Good thing I memorized that procedure. More blackouts followed.

Not until the toaster actually sparked did we deduce it was the culprit causing the blackouts. During the blackouts we became comfortable with managing the breaker box. Somehow the straightforward switches in the breaker box seem less threatening than the actual outlets in the flat.



These little babies actually have switches on them to turn on and off the flow of electricity. These are worrisome outlets since those holes are exactly the size of a toddler’s fingers. I’ve yet to see a fingerless toddler so there must be some mega-sturdy baby-proofing systems out there. Even the husky constitution of the plugs gives you pause for thought.

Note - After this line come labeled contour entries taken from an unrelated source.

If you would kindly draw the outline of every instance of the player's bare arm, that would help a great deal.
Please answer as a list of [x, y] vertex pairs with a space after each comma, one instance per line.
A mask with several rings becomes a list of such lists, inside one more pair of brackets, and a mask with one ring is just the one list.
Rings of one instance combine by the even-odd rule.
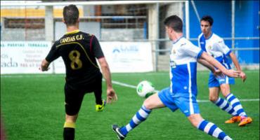
[[41, 67], [39, 69], [42, 71], [48, 71], [49, 69], [48, 65], [50, 65], [50, 62], [47, 62], [45, 59], [42, 60]]
[[101, 67], [102, 74], [107, 83], [107, 103], [110, 104], [117, 100], [117, 96], [112, 86], [110, 70], [105, 57], [99, 58], [98, 63]]
[[245, 80], [247, 79], [247, 76], [242, 71], [241, 67], [240, 67], [240, 65], [238, 63], [237, 57], [232, 52], [230, 53], [230, 58], [232, 59], [233, 63], [234, 64], [235, 68], [237, 69], [237, 71], [240, 71], [240, 77], [242, 78], [242, 80], [243, 80], [243, 82], [245, 82]]
[[214, 66], [218, 68], [221, 71], [228, 76], [238, 78], [240, 76], [240, 71], [226, 69], [221, 64], [220, 64], [217, 60], [208, 55], [207, 52], [203, 52], [201, 55], [201, 58], [205, 59], [210, 64], [212, 64]]
[[215, 76], [220, 75], [222, 74], [221, 71], [219, 71], [219, 69], [215, 69], [215, 68], [209, 62], [207, 62], [205, 59], [200, 58], [197, 59], [197, 62], [202, 64], [204, 66], [209, 69]]

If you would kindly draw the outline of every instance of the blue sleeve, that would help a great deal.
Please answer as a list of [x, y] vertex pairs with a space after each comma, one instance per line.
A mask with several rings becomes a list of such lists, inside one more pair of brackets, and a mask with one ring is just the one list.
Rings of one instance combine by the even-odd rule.
[[203, 50], [201, 50], [200, 51], [200, 52], [197, 54], [197, 59], [200, 59], [200, 57], [201, 57], [201, 55], [202, 55], [202, 53], [203, 53]]

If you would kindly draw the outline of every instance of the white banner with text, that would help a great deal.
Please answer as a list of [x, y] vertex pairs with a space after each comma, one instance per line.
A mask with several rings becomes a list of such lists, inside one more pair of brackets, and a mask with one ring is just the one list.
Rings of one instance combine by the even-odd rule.
[[[100, 43], [111, 72], [146, 72], [153, 70], [150, 43]], [[42, 59], [48, 55], [51, 48], [50, 41], [1, 41], [1, 74], [65, 74], [65, 68], [61, 57], [50, 65], [48, 71], [39, 70]]]

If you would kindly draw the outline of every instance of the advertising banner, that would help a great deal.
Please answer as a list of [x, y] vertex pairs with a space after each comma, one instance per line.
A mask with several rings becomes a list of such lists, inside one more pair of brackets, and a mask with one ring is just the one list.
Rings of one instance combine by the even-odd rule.
[[100, 42], [111, 72], [152, 71], [150, 42]]
[[[149, 42], [100, 42], [111, 72], [152, 71], [151, 44]], [[50, 65], [48, 71], [39, 70], [51, 50], [50, 41], [1, 41], [1, 74], [65, 74], [61, 57]]]
[[1, 41], [1, 74], [42, 74], [39, 67], [51, 48], [50, 41]]

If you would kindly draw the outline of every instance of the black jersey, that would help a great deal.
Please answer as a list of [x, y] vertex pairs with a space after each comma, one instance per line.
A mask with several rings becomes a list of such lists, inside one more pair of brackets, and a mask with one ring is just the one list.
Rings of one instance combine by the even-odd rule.
[[46, 59], [51, 62], [60, 56], [66, 67], [66, 82], [73, 87], [81, 87], [102, 76], [96, 58], [104, 55], [94, 35], [79, 30], [65, 34], [55, 42]]

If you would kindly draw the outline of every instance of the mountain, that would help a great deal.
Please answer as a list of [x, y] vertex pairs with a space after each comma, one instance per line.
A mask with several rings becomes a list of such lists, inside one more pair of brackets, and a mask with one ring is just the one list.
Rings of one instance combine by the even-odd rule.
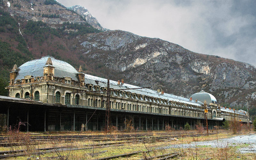
[[256, 104], [254, 66], [159, 38], [106, 30], [80, 6], [0, 0], [0, 32], [2, 82], [8, 81], [14, 63], [50, 55], [77, 69], [82, 65], [86, 74], [175, 95], [189, 98], [204, 90], [222, 105], [244, 106], [245, 100]]
[[92, 16], [86, 8], [81, 5], [76, 5], [70, 7], [69, 8], [74, 10], [79, 15], [83, 16], [85, 19], [86, 22], [94, 28], [100, 29], [104, 29], [99, 23], [96, 18]]

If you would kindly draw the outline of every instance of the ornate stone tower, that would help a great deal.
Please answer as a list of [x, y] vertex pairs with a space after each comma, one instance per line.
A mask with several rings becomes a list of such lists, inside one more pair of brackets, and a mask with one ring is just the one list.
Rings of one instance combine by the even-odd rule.
[[45, 65], [44, 67], [44, 80], [53, 80], [54, 68], [55, 67], [52, 66], [52, 60], [50, 58], [48, 58], [45, 63]]
[[83, 72], [83, 68], [82, 66], [80, 66], [79, 68], [79, 70], [78, 71], [78, 73], [77, 73], [79, 82], [82, 86], [84, 85], [84, 74]]
[[15, 64], [13, 66], [13, 67], [12, 68], [12, 71], [10, 72], [10, 85], [12, 85], [13, 84], [14, 82], [14, 80], [15, 79], [15, 78], [16, 77], [16, 75], [18, 73], [17, 70], [18, 69], [17, 65]]

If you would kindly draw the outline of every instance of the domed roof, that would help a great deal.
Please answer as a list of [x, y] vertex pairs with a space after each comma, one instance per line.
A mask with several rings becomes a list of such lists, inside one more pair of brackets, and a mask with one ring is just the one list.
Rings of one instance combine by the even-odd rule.
[[205, 92], [204, 91], [201, 91], [200, 92], [196, 93], [191, 96], [191, 97], [192, 97], [193, 100], [197, 99], [197, 100], [203, 103], [204, 102], [205, 100], [206, 100], [208, 105], [210, 103], [217, 103], [217, 100], [213, 96], [209, 93]]
[[72, 79], [78, 81], [78, 72], [73, 66], [68, 63], [54, 59], [50, 56], [42, 57], [40, 59], [27, 62], [18, 69], [18, 73], [15, 80], [24, 78], [26, 76], [31, 75], [35, 77], [44, 76], [44, 68], [48, 58], [50, 58], [54, 67], [54, 76], [63, 77], [65, 76], [71, 77]]

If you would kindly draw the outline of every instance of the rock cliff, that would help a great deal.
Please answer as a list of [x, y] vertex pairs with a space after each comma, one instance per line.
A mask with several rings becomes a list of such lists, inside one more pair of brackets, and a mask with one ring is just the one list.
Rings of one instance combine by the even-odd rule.
[[[204, 90], [214, 95], [218, 103], [243, 105], [247, 100], [251, 106], [255, 104], [256, 68], [252, 65], [195, 53], [159, 38], [106, 30], [80, 6], [68, 8], [53, 0], [2, 1], [0, 9], [19, 23], [16, 34], [22, 34], [30, 58], [49, 55], [76, 67], [82, 65], [87, 73], [116, 80], [124, 78], [125, 83], [154, 89], [162, 88], [175, 95], [189, 98]], [[48, 28], [49, 32], [44, 30], [43, 34], [49, 37], [38, 38], [28, 32], [29, 20], [48, 26], [40, 27]], [[67, 22], [91, 26], [84, 28], [81, 25], [62, 25]], [[8, 25], [3, 26], [4, 31], [0, 30], [1, 41], [10, 43], [10, 48], [16, 51], [17, 41]], [[101, 32], [89, 30], [92, 27]], [[20, 50], [23, 55], [27, 54]], [[5, 74], [8, 79], [8, 72]]]

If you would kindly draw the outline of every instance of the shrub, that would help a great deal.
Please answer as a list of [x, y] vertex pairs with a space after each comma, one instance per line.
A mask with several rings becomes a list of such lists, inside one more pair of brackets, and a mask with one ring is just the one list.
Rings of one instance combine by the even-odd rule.
[[190, 130], [191, 129], [191, 128], [190, 127], [190, 125], [188, 123], [188, 122], [185, 124], [185, 129], [186, 131], [188, 131], [189, 130]]
[[226, 130], [228, 130], [229, 128], [229, 122], [227, 121], [225, 121], [223, 122], [223, 125], [222, 126]]
[[256, 131], [256, 118], [253, 120], [253, 131]]
[[203, 124], [200, 122], [200, 120], [198, 120], [196, 124], [196, 129], [198, 133], [203, 133], [203, 131], [204, 130], [204, 127], [203, 126]]

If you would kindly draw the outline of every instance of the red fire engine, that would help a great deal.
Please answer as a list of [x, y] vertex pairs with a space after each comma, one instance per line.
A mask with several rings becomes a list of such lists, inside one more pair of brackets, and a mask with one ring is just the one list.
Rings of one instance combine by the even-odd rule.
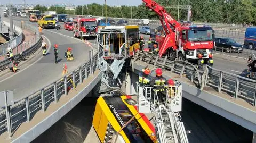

They wouldn’t make them that substantial if they didn’t have to carry so much voltage. According to the professor, the correct finger-sparing procedure should be: turn off the switch, plug everything in, then turn on the flow of electricity with the switch. This also doubles as the cell phone and laptop-sparing procedure, so you can bet I follow it.

There is only one outlet per room so it seems to be commonplace to use multi-outlet extension cords. This is the one that came with the kitchen.


It has the microwave, stove hood, and new toaster plugged into it. I finger-sparingly unplug the toaster to plug in the washer.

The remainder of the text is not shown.